The Murray Darling Basin Authority's (MDBA) acting chief executive Andrew Reynolds confirmed up to 31GL was being released to manage airspace.
"The flow rate will keep Murray River levels similar to what they have been in the past few days - a little above channel capacity but well below minor flood level at Albury," Mr Reynolds said last week.
"The release rate is likely to change in response to changing conditions in the catchment.
"We're actively managing Hume Dam and our river operators are working around the clock to assess new inflow and weather information and manage releases."
Mr Reynolds said their priority was keeping the dam safe, capturing and storing water, and where they could, mitigating floods, however added that the limited airspace currently available meant that the ability to mitigate high flows was limited.

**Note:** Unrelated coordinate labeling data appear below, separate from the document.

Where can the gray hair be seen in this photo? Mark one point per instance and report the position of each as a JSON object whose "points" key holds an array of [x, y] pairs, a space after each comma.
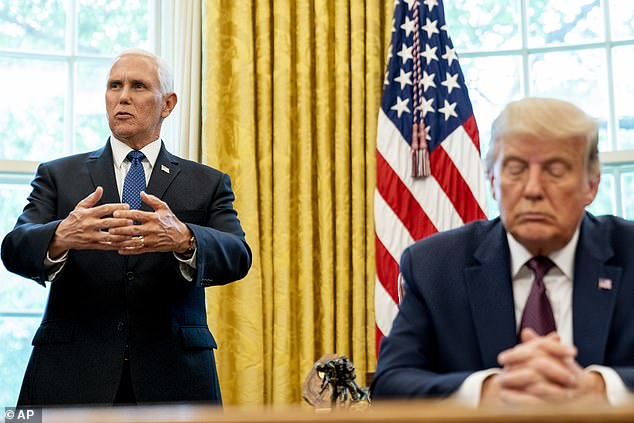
{"points": [[545, 118], [164, 72]]}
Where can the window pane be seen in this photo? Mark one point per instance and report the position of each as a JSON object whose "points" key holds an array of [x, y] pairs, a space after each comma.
{"points": [[32, 123], [35, 25], [604, 202], [109, 26], [476, 25], [627, 194], [91, 124], [555, 22], [621, 13], [583, 82], [16, 293], [624, 95], [16, 334], [492, 83]]}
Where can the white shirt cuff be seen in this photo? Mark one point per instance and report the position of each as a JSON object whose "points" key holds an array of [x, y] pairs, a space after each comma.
{"points": [[615, 389], [187, 266], [54, 266], [471, 389]]}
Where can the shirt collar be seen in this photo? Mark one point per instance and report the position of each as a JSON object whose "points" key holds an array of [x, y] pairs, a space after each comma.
{"points": [[120, 150], [564, 259]]}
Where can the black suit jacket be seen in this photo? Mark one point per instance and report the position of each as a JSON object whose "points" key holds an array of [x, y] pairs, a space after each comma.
{"points": [[458, 311], [101, 301]]}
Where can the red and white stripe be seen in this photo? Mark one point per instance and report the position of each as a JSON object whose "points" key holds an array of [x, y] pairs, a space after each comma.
{"points": [[407, 209]]}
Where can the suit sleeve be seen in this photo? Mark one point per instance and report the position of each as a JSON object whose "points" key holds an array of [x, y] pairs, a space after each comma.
{"points": [[408, 363], [222, 254], [24, 248]]}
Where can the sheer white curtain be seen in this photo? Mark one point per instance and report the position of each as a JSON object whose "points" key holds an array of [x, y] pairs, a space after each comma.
{"points": [[181, 46]]}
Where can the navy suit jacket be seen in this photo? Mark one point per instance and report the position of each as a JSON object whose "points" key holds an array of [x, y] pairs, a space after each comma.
{"points": [[458, 312], [101, 301]]}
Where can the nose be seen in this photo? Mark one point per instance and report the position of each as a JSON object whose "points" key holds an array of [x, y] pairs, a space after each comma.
{"points": [[124, 97], [534, 189]]}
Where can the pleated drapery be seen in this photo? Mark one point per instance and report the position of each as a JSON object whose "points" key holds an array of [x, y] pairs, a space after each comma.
{"points": [[291, 91]]}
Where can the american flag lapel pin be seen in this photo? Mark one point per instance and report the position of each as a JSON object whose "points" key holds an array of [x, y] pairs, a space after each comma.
{"points": [[604, 284]]}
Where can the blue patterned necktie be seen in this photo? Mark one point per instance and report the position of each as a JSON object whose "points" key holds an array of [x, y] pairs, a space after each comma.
{"points": [[134, 181], [538, 313]]}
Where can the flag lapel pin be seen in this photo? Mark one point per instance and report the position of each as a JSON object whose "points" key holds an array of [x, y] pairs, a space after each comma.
{"points": [[604, 284]]}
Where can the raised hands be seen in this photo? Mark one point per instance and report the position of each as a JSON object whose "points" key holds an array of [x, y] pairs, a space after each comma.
{"points": [[115, 227], [154, 231]]}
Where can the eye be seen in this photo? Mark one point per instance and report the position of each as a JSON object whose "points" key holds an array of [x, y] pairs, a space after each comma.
{"points": [[556, 169], [514, 167]]}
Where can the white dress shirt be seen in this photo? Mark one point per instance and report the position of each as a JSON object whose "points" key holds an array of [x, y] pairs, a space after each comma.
{"points": [[558, 282], [120, 151]]}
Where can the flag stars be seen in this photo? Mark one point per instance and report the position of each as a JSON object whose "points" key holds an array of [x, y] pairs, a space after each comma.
{"points": [[449, 109], [428, 80], [450, 55], [400, 106], [426, 106], [430, 53], [430, 27], [405, 53], [404, 78], [409, 26], [451, 82]]}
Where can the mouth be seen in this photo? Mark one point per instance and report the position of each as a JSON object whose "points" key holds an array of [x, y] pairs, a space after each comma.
{"points": [[534, 217]]}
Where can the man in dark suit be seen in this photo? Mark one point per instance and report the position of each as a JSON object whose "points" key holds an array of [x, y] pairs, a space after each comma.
{"points": [[481, 322], [125, 320]]}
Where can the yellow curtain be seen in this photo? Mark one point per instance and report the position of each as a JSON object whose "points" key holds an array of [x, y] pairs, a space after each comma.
{"points": [[291, 91]]}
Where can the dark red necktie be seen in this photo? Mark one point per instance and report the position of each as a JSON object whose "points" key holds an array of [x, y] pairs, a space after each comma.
{"points": [[538, 315]]}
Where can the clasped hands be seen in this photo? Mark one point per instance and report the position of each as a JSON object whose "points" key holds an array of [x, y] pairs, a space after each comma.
{"points": [[114, 227], [541, 370]]}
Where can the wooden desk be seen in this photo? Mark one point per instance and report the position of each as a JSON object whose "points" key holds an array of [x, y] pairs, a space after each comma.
{"points": [[403, 412]]}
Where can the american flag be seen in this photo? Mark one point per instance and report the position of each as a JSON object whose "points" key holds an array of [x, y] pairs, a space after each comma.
{"points": [[425, 127]]}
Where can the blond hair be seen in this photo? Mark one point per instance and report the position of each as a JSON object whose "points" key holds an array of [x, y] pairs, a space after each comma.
{"points": [[545, 118]]}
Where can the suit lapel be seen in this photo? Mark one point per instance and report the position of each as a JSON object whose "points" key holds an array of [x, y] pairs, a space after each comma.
{"points": [[101, 168], [164, 172], [593, 305], [490, 292]]}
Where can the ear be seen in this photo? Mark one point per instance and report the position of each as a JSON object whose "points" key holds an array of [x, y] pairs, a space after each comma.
{"points": [[492, 184], [592, 187], [169, 102]]}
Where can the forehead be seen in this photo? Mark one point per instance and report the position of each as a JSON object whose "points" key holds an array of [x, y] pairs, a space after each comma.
{"points": [[133, 66], [533, 148]]}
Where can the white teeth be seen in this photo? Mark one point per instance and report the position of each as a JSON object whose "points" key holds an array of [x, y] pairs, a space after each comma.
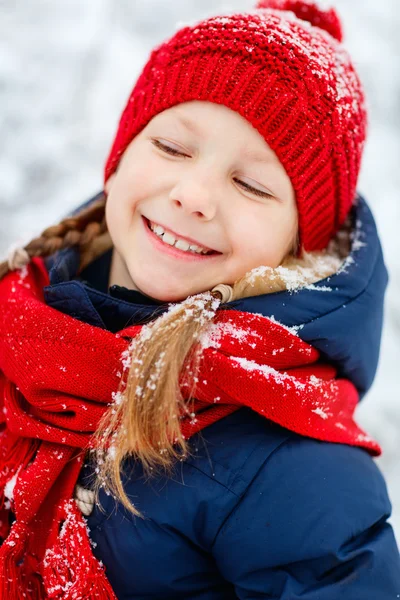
{"points": [[181, 245], [168, 238], [157, 229]]}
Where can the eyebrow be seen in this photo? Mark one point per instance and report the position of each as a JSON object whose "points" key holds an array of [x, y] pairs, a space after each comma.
{"points": [[247, 152]]}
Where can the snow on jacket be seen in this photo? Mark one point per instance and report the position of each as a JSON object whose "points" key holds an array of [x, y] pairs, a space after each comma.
{"points": [[258, 511]]}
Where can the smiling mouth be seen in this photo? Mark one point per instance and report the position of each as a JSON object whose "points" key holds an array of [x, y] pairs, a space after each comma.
{"points": [[177, 242]]}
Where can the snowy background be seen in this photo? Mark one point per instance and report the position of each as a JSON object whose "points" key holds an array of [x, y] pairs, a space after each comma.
{"points": [[66, 69]]}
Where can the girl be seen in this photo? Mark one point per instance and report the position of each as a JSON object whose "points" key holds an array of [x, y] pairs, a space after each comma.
{"points": [[181, 358]]}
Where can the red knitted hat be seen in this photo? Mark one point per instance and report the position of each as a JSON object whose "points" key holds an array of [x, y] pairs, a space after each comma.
{"points": [[283, 68]]}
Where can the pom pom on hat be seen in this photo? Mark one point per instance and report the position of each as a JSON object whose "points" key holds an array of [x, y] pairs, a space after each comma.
{"points": [[276, 66], [309, 11]]}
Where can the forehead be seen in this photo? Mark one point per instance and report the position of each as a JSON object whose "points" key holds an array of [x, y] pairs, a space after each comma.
{"points": [[202, 118]]}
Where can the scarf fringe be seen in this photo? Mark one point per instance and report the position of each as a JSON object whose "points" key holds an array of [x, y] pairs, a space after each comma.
{"points": [[70, 570], [16, 580]]}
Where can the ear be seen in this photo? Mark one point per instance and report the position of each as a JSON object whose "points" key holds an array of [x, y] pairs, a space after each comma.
{"points": [[108, 183]]}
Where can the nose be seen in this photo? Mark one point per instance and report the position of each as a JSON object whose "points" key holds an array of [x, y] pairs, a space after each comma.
{"points": [[194, 198]]}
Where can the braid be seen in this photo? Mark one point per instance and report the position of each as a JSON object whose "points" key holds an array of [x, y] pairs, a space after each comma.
{"points": [[86, 229]]}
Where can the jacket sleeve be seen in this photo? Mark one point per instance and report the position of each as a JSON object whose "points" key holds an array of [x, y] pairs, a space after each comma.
{"points": [[312, 525]]}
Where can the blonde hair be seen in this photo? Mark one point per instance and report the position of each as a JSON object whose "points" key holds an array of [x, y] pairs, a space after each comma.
{"points": [[143, 422]]}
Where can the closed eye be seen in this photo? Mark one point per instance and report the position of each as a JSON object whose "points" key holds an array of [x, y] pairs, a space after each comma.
{"points": [[174, 152]]}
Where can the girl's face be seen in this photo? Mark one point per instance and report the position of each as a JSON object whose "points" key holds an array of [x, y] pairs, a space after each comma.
{"points": [[198, 178]]}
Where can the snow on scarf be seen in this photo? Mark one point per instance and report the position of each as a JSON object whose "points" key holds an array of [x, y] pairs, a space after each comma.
{"points": [[58, 375]]}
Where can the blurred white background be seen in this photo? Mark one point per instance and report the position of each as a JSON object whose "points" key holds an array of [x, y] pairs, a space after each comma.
{"points": [[66, 70]]}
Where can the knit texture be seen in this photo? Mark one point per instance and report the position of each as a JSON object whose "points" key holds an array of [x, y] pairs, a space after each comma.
{"points": [[283, 68], [58, 376]]}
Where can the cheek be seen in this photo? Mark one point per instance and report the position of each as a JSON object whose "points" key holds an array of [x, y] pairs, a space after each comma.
{"points": [[262, 239]]}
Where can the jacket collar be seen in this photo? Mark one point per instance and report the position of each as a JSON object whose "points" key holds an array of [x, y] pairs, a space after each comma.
{"points": [[341, 316]]}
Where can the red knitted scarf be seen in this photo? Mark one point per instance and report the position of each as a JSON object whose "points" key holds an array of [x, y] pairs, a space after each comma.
{"points": [[57, 376]]}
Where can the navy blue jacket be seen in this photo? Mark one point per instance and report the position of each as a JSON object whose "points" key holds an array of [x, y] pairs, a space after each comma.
{"points": [[258, 511]]}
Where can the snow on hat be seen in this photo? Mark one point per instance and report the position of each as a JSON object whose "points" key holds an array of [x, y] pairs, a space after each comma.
{"points": [[283, 68]]}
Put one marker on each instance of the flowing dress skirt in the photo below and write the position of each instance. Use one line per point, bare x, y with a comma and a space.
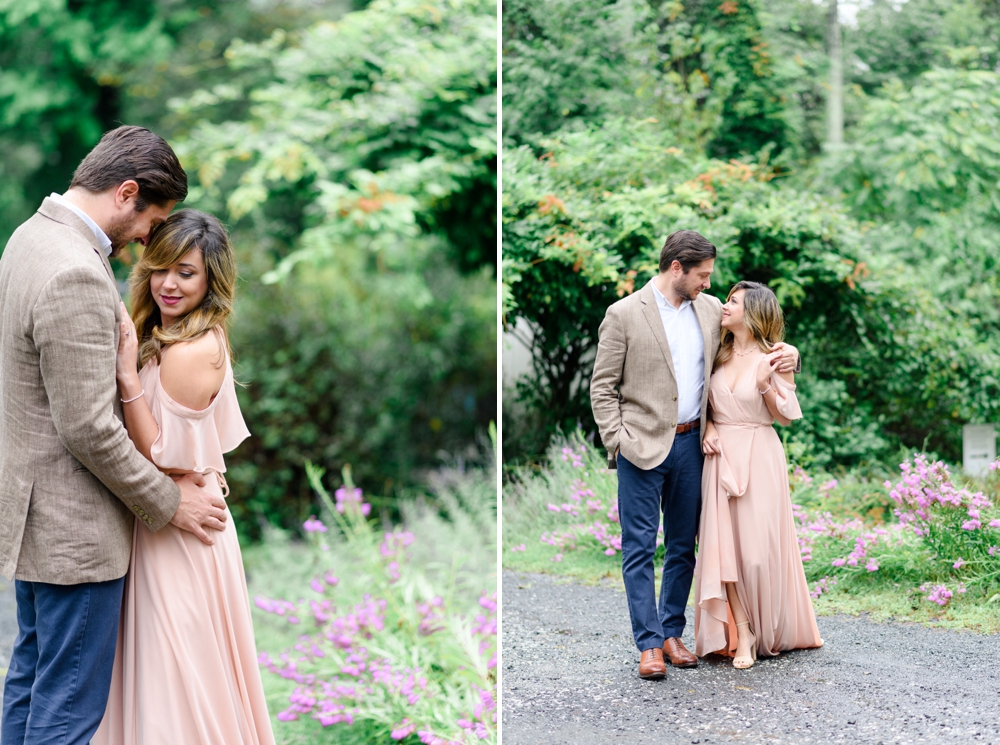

"There is now a high chance of significant flooding downstream of Hume Dam if further heavy rainfall events occur. We are planning to create more airspace over the next couple of weeks," Mr Reynolds said.
"Communities should not be complacent about floods downstream of Hume Dam. When the storage is near full, large flood inflows must be passed downstream as they arrive."
There was a small rain event over the weekend, with up to seven millimetres in parts of the Hume Dam catchment.
The Bureau of Meteorology said minor flooding was continuing along the Murray River at Corowa, with the river peaking at around 5.10 metres on Sunday.
The Murray River at Albury was expected to remain below the minor flood level (4.30 metres).
While at this stage, river levels along the Murray River downstream of Corowa and along the Edward River are expected to remain below the minor flood levels.
Murray storage Dartmouth Dam was 77 per cent full on Monday, holding 2,966GL.
Meanwhile, the Menindee Lakes system has reached 100pc capacity for the first time since 2012, with 1750GL now held across the system and inflows of 18GL a day.
MDBA's acting executive director river management Andrew Kremor said given the current flows in the Murray, significant releases of water were not likely to be called from the Menindee Lakes in the short term.
"Releases from the Menindee Lakes are likely to commence when flows in the Murray return to regulated conditions, which in turn depends upon future rainfall in the upper catchments of the Murray, Murrumbidgee and Goulburn systems," Mr Kremor said.